As part of my Religion and Science sabbatical theme regular readers of this blog won’t have missed my interest in mediaeval bishop-scientist Robert Grosseteste, and in particular – because it’s an area I have some background in – in a fifteenth century treatise on the liberal arts that draw heavily on his writings. The treatise was extended at some point to give extra very practical material on measuring things – rather Scouting for Boys in style, but very necessary given the technological conditions of its age.
A key tool for measuring heights and depths was the quadrant, a quarter section of the more familiar astrolabe as described by Chaucer (the same scribe wrote the manuscript of “my” treatise as wrote some of the Chaucer ones) – and curiously a pocket-size quadrant was found just ten years ago in an excavation at Canterbury, dating from 1338 (you can tell from the astronomical marking used what date is meant for), and saved for the nation by the British Museum where it is now one of their highlights (http://www.britishmuseum.org/explore/highlights/highlight_objects/pe/a/canterbury_astrolabe_quadrant.aspx).

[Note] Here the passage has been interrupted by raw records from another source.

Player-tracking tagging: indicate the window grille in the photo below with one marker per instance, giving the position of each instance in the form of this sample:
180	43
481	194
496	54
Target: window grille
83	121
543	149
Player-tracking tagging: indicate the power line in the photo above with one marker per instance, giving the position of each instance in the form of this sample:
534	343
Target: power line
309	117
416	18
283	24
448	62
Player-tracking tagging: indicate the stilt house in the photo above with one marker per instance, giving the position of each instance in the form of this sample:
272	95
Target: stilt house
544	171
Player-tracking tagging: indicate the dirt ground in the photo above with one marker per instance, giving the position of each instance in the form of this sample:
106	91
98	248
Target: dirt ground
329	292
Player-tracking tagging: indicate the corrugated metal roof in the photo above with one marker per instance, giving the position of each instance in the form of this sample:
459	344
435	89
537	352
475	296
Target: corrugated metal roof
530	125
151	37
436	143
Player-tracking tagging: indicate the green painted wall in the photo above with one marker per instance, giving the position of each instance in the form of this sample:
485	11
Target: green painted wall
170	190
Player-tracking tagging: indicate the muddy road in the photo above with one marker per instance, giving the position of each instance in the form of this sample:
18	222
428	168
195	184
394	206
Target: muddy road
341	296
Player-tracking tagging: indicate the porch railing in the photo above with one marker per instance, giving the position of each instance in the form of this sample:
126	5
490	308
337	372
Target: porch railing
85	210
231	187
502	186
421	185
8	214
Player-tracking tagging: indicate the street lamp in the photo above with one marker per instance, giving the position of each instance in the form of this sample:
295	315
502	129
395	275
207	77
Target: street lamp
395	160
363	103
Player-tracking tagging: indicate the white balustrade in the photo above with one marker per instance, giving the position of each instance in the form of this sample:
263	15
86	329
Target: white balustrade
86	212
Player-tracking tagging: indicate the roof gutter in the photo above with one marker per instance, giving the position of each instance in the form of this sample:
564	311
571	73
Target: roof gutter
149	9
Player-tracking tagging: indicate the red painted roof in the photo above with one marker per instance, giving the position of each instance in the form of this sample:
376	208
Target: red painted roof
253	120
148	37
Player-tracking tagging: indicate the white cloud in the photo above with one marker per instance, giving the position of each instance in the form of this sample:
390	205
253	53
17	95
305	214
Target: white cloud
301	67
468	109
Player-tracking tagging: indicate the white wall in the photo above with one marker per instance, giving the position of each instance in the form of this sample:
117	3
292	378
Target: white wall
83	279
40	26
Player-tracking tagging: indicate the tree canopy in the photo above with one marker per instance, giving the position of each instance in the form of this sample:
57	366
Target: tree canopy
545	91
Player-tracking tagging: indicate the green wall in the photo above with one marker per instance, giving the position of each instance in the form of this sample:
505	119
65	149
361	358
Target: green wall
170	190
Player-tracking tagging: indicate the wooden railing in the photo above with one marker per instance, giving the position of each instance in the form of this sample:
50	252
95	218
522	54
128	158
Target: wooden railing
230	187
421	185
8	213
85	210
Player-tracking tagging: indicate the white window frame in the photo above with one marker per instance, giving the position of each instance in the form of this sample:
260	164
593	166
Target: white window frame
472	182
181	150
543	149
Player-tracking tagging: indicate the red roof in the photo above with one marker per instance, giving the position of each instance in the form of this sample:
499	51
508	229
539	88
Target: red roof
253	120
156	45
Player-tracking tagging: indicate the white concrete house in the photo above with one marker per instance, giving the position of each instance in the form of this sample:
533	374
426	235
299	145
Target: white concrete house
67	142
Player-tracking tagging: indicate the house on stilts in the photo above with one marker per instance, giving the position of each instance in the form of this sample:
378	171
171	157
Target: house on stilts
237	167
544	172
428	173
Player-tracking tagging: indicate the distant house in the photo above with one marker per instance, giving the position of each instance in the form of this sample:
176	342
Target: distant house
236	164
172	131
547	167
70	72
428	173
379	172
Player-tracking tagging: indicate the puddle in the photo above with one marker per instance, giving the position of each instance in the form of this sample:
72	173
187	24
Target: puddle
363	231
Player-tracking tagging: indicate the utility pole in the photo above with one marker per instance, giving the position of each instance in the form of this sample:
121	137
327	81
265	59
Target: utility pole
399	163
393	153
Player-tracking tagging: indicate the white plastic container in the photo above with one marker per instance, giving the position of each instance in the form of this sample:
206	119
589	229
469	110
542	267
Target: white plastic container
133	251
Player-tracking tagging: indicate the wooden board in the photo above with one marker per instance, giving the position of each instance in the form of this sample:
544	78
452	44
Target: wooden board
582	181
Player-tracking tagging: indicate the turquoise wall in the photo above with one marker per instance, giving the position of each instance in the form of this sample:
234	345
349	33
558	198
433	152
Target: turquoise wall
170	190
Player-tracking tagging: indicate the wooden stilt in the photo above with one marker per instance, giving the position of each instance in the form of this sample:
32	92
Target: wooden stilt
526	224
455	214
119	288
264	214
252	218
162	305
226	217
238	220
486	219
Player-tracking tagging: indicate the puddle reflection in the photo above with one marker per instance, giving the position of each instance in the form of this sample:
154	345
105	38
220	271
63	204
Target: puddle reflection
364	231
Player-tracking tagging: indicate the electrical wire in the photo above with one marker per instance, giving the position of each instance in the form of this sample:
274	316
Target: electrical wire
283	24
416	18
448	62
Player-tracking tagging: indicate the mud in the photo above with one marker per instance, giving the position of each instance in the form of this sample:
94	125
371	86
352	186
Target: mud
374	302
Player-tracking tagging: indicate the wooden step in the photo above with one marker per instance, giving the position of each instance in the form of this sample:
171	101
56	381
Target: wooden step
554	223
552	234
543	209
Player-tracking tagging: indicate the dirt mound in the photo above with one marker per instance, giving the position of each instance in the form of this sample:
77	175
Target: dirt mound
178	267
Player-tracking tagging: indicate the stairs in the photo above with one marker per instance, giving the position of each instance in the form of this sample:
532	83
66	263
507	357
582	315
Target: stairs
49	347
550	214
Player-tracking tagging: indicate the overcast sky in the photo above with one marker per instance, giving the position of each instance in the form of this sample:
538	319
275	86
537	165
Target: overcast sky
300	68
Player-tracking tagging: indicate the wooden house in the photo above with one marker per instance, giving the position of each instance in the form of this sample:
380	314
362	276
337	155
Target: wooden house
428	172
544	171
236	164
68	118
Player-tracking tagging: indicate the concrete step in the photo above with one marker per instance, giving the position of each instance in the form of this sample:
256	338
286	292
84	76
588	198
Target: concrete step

Chaucer was born in 1343 so it all fits together rather well!
For fun I’ve printed out the image of the quadrant on card, stretched back to its proper shape, cut it out and made my own. You can see how tiny it is by the old threepenny-bit that got pressed into service as its plumb-weight. And it has to be said that markings are by no means those of a precision instrument; but nevertheless I’ll be having a go at using it. Hope I’m not late for any appointments…
Here’s how my medieval treatise says it can be used to measure the height of a tower:
If ye wil knowe the height of a thyng bi his quadraunt or triangle, behold and considre the hiest part of the thyng thurgh both holis of the quadraunt, and go toward or froward the thyng til the perpendicule plom fal vpon the mydlyne of the quadraunt, that is to say vpon xlv degrees. After this ye shal take the length fro youre eye to the erth and marke the place of your standyng and mesure to the grounde of the thynge that ye mesure, and put therto þe length from your eye to your foote, and al that to guyder shal be the mesure of the altitude that ye wil have, as is shewed in picture.
The essential “picture” or diagram got lost in transmission so here’s one I prepared earlier:
Using the quadrant to sight the top of the object at 45° sets up a pair of similar isosceles right angled triangles, the first of which ABC has sides equal to the height to be measured and second of which FGC has equal sides being the distance from the eye to the ground and the distance from that ground point to the point where the hypoteneuse strikes the ground. Adding the distance between the point beneath the eye and the base of the object (BG) and the distance between the eye and the point beneath it on the ground (FG which equals GC) gives the length BC which is equal to the length AB, QED. And phew!